Passengers concerned about people not wearing masks on Nottingham trams
Nottingham tram system built with private funding

Other PFI contracts in Nottinghamshire end at different times, including the Greater Nottingham LIFT Company, which has developed six NHS buildings in the region, established in 2005 for 25 years; The Nottinghamshire Waste contract, put in place in 2006 for a period of 26 years for an initial investment cost of £ 180 million and an aggregate final value of £ 850 million; Nottingham University Hospital NHS Trust has a 35 year PFI contract which started in 2001 with an initial investment cost of £ 16.6million and is expected to be around £ 121million when completed; Nottingham Street Lighting, started in 2010 with initial investment costs of £ 59.2million rising to £ 182.1million in 2035.
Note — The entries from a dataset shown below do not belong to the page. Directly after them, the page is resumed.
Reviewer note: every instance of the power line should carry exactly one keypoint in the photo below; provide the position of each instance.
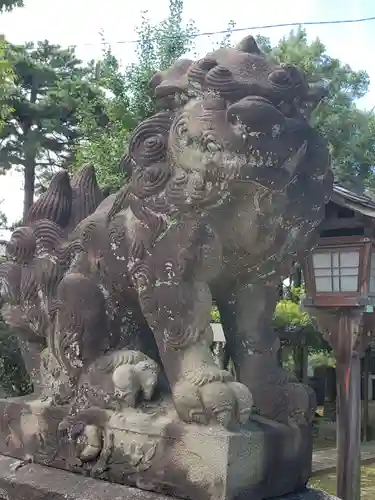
(248, 28)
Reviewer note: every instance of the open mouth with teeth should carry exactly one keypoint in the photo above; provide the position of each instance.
(275, 144)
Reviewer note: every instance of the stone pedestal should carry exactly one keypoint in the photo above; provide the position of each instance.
(35, 482)
(153, 450)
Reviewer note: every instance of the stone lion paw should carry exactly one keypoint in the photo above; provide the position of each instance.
(224, 401)
(135, 378)
(129, 374)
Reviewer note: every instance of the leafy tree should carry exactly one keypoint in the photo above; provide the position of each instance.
(349, 130)
(103, 147)
(14, 380)
(129, 97)
(7, 5)
(158, 47)
(50, 88)
(6, 76)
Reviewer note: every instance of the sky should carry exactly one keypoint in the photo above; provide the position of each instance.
(79, 23)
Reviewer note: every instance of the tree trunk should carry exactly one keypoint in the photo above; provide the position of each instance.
(29, 168)
(29, 186)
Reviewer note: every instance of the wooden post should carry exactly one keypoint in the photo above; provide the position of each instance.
(343, 330)
(366, 374)
(348, 428)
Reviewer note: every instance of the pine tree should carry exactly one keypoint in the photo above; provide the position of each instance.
(51, 87)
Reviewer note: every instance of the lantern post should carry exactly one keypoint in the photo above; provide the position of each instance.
(340, 293)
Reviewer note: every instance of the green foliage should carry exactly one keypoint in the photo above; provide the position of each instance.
(350, 131)
(159, 46)
(288, 314)
(49, 89)
(215, 315)
(128, 97)
(6, 79)
(103, 147)
(8, 5)
(14, 380)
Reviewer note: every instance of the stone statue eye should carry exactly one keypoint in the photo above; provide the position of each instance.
(280, 77)
(210, 144)
(181, 129)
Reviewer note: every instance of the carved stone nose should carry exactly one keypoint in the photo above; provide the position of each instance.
(256, 113)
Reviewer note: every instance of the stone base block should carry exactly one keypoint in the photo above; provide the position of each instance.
(35, 482)
(153, 450)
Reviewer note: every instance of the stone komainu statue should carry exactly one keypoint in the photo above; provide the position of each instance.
(228, 184)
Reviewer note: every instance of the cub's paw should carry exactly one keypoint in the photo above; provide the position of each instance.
(218, 399)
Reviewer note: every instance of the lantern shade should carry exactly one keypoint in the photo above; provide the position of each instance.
(336, 271)
(340, 272)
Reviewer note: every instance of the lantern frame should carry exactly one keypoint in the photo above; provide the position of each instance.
(332, 299)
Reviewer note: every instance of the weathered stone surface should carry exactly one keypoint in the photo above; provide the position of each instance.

The first phase of the PFI contract for the Nottingham express line was financially closed in 2000 and was expected to last 26.5 years.

But when the tram network expanded in 2011, the terms of the PFI contract changed to phase two and it now only ends in 2033 with another 12 years to run. The latest PFI contract started with investment costs of £ 536million, but is expected to cost around £ 767.5million when it expires. The city council confirmed that it was already considering the expiration of the contract.

Nationally, the Public Accounts Committee (PAC) also commented and said that there are 700 PFI contracts across the country, representing public infrastructure assets worth around £ 60bn. and future costs of around £ 170 billion.

A spokesperson for PAC said: “The first contracts have expired and around 200 will expire over the next 10 years.

“Lack of attention on the part of the public authorities responsible for managing contracts could also leave the public sector paying large works bills, which PFI companies have already been paid to do.

“What is certain is that action must be taken now to prevent this from becoming a huge salary for the consultants.”